Convergence/divergence of $\sum\frac{a_n}{1+na_n}$ when $a_n\geq0$ and $\sum a_n$ diverges

A question from Rudin (Principles) Chapter 3:

Let $a_n\geq0$ and $\sum a_n$ diverges. What can be said about convergence/divergence of $\sum\frac{a_n}{1+na_n}$?

This one is being recalcitrant. Given that $x>y$ implies $\frac{x}{1+nx}>\frac{y}{1+ny}$ and when $a_n=1/n\log n$ the sum in question diverges, it seems plausible that in general the sum will always diverge, but I can't get a proof out. If it does diverge, it does so pretty slowly as $$\frac{a_n}{1+na_n}=\frac{1}{n}-\frac{1}{n+n^2a_n}\leq\frac{1}{n}.$$


Solution 1:

Let $A=\sum\limits_n a_n$ denote a series with nonnegative terms, and $B=\sum\limits_nb_n$ with $b_n=\frac{a_n}{1+na_n}$. Of course, $b_n\leqslant a_n$ hence, if $A$ converges, so does $B$. But, if $A$ diverges, $B$ may diverge or converge.

Example 1: Assume that $a_n=\frac1n$ for every $n\geqslant1$. Then, $b_n=\frac1{2n}$ for every $n\geqslant1$ hence $A$ and $B$ both diverge.

Example 2: Assume that $a_n=1$ for every $n$ in some subset $S$ of the integers, and $a_n=0$ otherwise. Then, $A$ diverges if and only if $S$ is infinite and $B$ diverges if and only if $\sum\limits_{n\in S}\frac1{n+1}$ diverges. If $S$ is the set of squares of integers, $A$ diverges and $B$ converges.

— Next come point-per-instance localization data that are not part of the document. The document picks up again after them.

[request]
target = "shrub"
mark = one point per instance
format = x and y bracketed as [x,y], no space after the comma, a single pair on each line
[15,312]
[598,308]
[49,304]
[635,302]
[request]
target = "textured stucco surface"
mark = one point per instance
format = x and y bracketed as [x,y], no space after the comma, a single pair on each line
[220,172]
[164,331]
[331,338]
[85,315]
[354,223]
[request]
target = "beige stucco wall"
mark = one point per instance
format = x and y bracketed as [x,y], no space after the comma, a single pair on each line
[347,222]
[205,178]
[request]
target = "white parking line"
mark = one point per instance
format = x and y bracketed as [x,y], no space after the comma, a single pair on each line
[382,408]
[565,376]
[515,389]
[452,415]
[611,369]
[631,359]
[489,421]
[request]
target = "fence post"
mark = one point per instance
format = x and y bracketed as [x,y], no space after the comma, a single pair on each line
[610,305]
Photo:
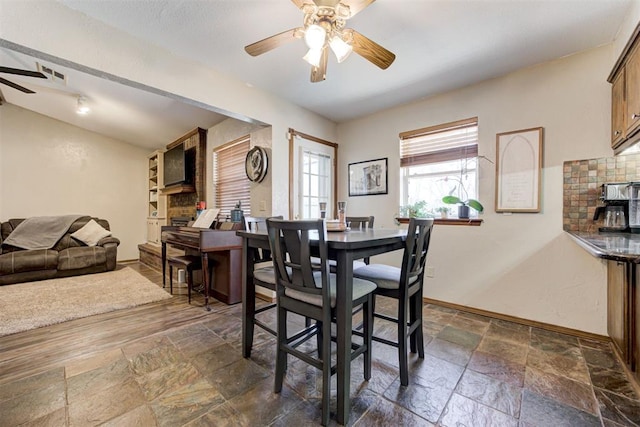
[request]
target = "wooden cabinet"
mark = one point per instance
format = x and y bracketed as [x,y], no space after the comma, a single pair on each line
[623,312]
[632,90]
[618,110]
[634,303]
[625,96]
[618,320]
[157,201]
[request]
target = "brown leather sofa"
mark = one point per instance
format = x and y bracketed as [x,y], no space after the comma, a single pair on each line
[68,257]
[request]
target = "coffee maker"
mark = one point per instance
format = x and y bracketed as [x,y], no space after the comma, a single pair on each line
[634,207]
[615,207]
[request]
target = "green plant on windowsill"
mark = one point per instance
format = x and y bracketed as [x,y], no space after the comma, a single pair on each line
[443,211]
[463,205]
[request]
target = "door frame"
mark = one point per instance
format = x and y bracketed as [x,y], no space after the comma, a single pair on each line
[292,135]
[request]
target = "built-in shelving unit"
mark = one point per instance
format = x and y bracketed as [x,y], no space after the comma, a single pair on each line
[156,199]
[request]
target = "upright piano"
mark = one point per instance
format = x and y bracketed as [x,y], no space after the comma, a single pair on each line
[221,253]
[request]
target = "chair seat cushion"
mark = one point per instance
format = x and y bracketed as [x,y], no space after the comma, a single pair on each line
[385,276]
[360,289]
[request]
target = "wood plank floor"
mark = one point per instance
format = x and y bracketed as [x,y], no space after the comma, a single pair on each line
[31,352]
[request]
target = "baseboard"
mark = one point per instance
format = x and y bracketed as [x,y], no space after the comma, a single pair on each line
[546,326]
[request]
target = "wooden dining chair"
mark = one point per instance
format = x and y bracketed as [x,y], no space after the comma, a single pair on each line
[307,288]
[404,284]
[263,274]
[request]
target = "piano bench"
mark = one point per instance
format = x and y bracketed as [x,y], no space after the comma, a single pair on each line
[187,262]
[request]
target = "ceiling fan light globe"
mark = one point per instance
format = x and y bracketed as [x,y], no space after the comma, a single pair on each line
[315,36]
[313,57]
[340,48]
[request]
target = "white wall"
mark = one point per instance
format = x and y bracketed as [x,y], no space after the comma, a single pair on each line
[631,21]
[48,167]
[522,265]
[230,130]
[93,44]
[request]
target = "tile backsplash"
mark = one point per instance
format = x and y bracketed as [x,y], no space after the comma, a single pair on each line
[581,187]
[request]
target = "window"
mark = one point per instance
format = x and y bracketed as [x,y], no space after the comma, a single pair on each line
[316,182]
[312,175]
[438,161]
[229,177]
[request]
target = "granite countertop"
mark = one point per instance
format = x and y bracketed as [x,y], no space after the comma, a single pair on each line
[623,247]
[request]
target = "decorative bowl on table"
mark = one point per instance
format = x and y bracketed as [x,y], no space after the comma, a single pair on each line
[335,225]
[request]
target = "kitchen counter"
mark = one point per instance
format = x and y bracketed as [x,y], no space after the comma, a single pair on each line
[624,247]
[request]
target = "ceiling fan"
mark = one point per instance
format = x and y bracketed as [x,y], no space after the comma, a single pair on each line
[19,72]
[324,29]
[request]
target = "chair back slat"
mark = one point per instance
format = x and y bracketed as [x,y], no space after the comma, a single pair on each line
[257,224]
[416,248]
[290,243]
[360,222]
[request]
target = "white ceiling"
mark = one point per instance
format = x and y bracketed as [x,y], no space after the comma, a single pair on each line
[440,45]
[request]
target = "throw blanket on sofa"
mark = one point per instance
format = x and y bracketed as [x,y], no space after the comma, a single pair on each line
[41,232]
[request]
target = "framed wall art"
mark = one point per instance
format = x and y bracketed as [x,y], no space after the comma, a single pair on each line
[368,178]
[518,170]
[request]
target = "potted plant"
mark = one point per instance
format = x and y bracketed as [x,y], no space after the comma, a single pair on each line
[443,211]
[463,205]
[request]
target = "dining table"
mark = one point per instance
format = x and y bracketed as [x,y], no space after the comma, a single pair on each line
[344,247]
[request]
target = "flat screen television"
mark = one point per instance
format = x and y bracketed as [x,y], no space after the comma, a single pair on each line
[174,166]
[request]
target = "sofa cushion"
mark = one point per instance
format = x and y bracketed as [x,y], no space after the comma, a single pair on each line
[91,233]
[32,260]
[81,257]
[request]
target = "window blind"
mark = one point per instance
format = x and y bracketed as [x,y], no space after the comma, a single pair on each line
[449,141]
[230,180]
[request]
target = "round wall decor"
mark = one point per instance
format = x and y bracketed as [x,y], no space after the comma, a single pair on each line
[256,164]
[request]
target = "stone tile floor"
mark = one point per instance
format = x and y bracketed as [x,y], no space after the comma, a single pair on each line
[477,371]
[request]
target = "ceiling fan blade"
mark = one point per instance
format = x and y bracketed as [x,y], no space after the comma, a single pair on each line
[356,6]
[20,72]
[326,3]
[15,86]
[371,51]
[270,43]
[319,73]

Example 2': If one needs that every $a_n$ is positive, assume that $a_n=1$ for every $n$ in $S$ the set of squares of integers and $a_n=\frac1{n^2}$ otherwise. Then, $A$ diverges and $B$ converges.

Solution 2:

It is easy to produce divergent $\sum a_n$ such that $\sum\frac{a_n}{1+a_n}$ diverges. But convergence is also possible, as in the following example.

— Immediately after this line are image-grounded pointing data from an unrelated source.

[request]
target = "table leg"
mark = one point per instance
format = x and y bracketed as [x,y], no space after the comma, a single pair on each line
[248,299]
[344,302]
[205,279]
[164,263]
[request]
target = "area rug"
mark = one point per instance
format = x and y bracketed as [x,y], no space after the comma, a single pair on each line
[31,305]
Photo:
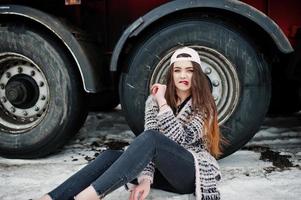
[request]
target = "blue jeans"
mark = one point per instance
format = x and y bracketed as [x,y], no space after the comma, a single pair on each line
[174,172]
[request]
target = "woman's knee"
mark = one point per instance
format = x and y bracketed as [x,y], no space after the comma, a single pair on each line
[110,153]
[150,136]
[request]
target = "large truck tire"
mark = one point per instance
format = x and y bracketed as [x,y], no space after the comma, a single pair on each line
[238,73]
[40,91]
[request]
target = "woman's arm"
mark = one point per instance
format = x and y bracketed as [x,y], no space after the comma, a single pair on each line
[173,129]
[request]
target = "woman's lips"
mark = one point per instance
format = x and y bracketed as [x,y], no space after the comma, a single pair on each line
[184,82]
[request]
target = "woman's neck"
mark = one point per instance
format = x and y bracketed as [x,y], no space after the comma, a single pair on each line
[182,96]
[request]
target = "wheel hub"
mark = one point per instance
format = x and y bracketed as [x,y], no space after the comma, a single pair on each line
[24,93]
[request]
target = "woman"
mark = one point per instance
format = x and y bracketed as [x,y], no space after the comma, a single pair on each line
[177,151]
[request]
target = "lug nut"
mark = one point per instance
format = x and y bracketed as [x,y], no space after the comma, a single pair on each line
[215,83]
[208,70]
[20,70]
[8,74]
[12,109]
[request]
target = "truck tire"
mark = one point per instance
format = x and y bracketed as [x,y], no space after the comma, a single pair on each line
[41,98]
[238,72]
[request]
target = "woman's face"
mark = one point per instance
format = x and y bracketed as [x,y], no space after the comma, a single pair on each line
[182,75]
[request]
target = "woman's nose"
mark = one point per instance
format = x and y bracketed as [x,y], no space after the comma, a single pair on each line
[183,75]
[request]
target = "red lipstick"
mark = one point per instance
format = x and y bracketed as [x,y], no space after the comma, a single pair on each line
[184,82]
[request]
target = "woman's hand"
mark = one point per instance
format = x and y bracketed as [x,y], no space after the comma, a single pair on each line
[158,91]
[140,191]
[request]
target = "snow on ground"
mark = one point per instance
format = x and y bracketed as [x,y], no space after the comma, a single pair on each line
[268,167]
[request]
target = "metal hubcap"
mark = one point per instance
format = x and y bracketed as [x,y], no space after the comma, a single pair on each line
[24,93]
[221,73]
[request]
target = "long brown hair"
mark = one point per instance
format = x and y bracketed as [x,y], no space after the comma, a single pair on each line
[202,101]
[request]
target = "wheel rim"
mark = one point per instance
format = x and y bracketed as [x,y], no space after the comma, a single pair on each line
[219,70]
[24,93]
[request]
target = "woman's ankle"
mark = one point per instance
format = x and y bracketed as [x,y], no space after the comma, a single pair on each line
[87,194]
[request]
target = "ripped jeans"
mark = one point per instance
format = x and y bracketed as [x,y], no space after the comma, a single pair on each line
[174,168]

Let $a_1=1$, $a_2=\frac{1}{2}$, $a_3=0$, $a_4=\frac{1}{3}+\frac{1}{4}$, $a_5=a_6=a_7=0$, $a_8=\frac{1}{5}+\frac{1}{6}+\frac{1}{7}+\frac{1}{8}$, $a_9=a_{10}=\cdots=a_{15}=0$, $a_{16}=\frac{1}{9}+\frac{1}{10}+\cdots+\frac{1}{16}$, and so on.

Then the series $\sum a_n$ diverges, it is essentially the harmonic series.

But the series whose $n$-th term is $\frac{a_n}{1+na_n}$ converges, it behaves for all practical purposes like a geometric series.

Remark: More simply, we can replace $\frac{1}{2}$ by $1$, $\frac{1}{3}+\frac{1}{4}$ by $1$, $\frac{1}{5}+\cdots+\frac{1}{8}$ by $1$, and so on. But (i) the example in the post was the first one I thought of, and (ii) the idea can be used to "mess up" any divergent series $\sum a_n$ with non-negative terms that approach $0$.